The Ice Harp by Norman Lock

The Ice Harp by Norman Lock

Author:Norman Lock
Language: eng
Format: epub
Publisher: Bellevue Literary Press


“Et cetera, et cetera.”

Walt carefully folds the letter, and, as he gives me a mischievous wink, he kisses the paper and returns it to his wallet.

“Well, Waldo, what do you have to say for yourself ? Respondez! Respondez!”

“That I’ve lived to regret my initial enthusiasm. It has worn thin—as thin as that piece of writing paper.”

“Without enthusiasm, what is a man?”

“Your work strikes me as that of a poet not yet fully grown, albeit ‘The Wound Dresser’ and ‘When Lilacs Last in the Dooryard Bloom’d’ are very fine. They show a man annealed by immense sorrow—a genuine pity that has saved you from being seen merely as a chronicler of facts.”
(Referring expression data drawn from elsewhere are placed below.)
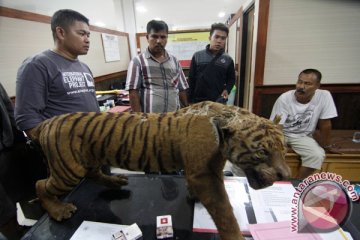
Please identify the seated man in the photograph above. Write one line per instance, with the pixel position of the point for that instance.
(301, 110)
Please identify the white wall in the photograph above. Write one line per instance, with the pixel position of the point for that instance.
(321, 34)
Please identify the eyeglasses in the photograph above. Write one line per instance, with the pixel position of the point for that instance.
(156, 36)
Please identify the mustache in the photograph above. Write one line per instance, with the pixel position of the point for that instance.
(300, 90)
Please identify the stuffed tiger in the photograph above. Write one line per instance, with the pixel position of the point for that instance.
(76, 145)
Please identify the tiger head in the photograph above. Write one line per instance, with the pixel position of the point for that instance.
(256, 145)
(253, 143)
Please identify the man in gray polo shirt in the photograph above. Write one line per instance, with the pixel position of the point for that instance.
(155, 79)
(55, 81)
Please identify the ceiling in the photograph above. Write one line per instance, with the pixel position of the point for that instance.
(178, 14)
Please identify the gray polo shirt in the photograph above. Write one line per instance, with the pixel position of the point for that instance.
(48, 85)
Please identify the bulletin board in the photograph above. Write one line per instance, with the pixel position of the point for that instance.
(181, 44)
“What would you have me do, Emerson? Poke among the veils with a eunuch’s sapless wand?”

“Your verses can seem like an exordium of declarations and assertions that awaken in me sentiments better suited to needlepointed mottoes for a parlor wall.”

Walt stands and rolls up a sleeve.

“Whitman, we’re too old for fisticuffs!”

“But not too old for a contest of strength—you and I being about equally feeble.”
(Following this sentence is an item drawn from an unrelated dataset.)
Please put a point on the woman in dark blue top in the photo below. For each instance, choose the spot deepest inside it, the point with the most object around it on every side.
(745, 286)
He sits beside me and plants an elbow on the table.

“I mean to arm-wrestle you, you lily-livered school-marm. See if I don’t make you cry, ‘Uncle’!”
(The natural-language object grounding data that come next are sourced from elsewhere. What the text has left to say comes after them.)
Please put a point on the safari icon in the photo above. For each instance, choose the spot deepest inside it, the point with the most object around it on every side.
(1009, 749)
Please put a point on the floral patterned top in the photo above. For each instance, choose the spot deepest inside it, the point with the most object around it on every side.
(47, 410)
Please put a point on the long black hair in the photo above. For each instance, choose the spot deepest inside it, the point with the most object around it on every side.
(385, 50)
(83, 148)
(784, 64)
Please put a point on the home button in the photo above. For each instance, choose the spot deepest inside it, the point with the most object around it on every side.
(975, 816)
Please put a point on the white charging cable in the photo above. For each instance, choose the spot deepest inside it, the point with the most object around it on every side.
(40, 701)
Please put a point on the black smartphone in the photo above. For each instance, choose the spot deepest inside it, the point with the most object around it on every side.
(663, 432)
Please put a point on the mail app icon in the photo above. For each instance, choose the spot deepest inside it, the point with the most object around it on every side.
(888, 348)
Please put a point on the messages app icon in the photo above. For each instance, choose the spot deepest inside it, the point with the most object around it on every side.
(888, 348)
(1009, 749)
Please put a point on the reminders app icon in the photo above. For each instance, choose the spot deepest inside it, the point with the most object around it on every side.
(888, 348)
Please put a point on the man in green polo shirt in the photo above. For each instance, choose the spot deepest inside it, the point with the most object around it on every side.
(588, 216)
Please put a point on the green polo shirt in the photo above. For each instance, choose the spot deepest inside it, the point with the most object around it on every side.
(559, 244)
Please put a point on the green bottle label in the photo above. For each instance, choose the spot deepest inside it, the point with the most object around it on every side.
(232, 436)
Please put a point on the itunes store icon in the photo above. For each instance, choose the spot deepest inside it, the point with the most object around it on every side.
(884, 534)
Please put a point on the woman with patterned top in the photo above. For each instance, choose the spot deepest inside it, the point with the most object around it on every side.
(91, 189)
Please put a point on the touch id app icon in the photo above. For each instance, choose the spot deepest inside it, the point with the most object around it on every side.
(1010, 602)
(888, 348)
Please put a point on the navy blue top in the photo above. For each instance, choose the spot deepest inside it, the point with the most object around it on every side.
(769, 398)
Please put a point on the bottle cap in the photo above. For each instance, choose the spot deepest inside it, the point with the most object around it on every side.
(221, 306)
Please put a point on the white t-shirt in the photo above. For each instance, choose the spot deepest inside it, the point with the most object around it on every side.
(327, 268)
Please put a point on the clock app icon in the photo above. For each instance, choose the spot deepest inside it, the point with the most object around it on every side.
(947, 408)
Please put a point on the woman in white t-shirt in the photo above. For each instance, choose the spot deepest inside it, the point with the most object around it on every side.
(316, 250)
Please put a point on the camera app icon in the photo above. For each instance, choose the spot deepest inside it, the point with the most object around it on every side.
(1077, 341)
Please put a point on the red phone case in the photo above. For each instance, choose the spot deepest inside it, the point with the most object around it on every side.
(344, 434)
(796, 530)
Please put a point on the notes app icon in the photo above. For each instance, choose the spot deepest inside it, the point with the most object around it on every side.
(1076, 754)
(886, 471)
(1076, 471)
“You’ve already had two strokes, you ‘mere white curd of ass’s milk,’ to quote Alexander Pope.”

“You mealymouthed pedant!”

“A third will carry you off.”

“You can roll me up in your Turkey carpet and carry me out death’s door, so long as you take back your insults!”

“Damn you, Whitman!”

“Emerson, take them back!”

“I will do no such thing! I sent Carlyle a copy of your 1856 edition and invited him to light his pipe with it.”

“Fight me.”

“No!”

“Coward.”

I sigh, already defeated. His eyes are hectic, his lips curled in a sneer. Even at sixty, he appears formidable, a type of Jeremiah or Ezekiel. I feel about as hearty as Ichabod Crane.

I roll up my sleeve and grip his hand in mine. The veins in our arms push through the skin; the old blood moves according to the tired heart’s impulse. The muscles in Walt’s arm are stringy; mine seem to have preceded me into the grave.

“On the count of ten, professor … One little Indian, two little Indians, three little Indian boys.”

He pulls my arm down onto the table with sufficient force to startle the unfinished poem.

“Ho ho!”

“You jumped the gun, Walt!”

“Don’t be such a namby-pamby puritan!”

He slaps the tabletop and offers me a second chance.

I struggle awhile, and then, struck by the lunacy of this engagement of old men, I let him have his way. My knuckles thump. Walt beams in triumph, scratches his beard with all his nails, throws back his massive head, and laughs as boys do who have been caught acting foolishly and hope to brave it out.

“We’re too old for this horseshit, Waldo!”

“Walter, would you care for a drink?”

I lay my hand lightly on his sleeve as I did at Boston Common nearly twenty years ago, when I tried to convince him to take the sex out of “Children of Adam.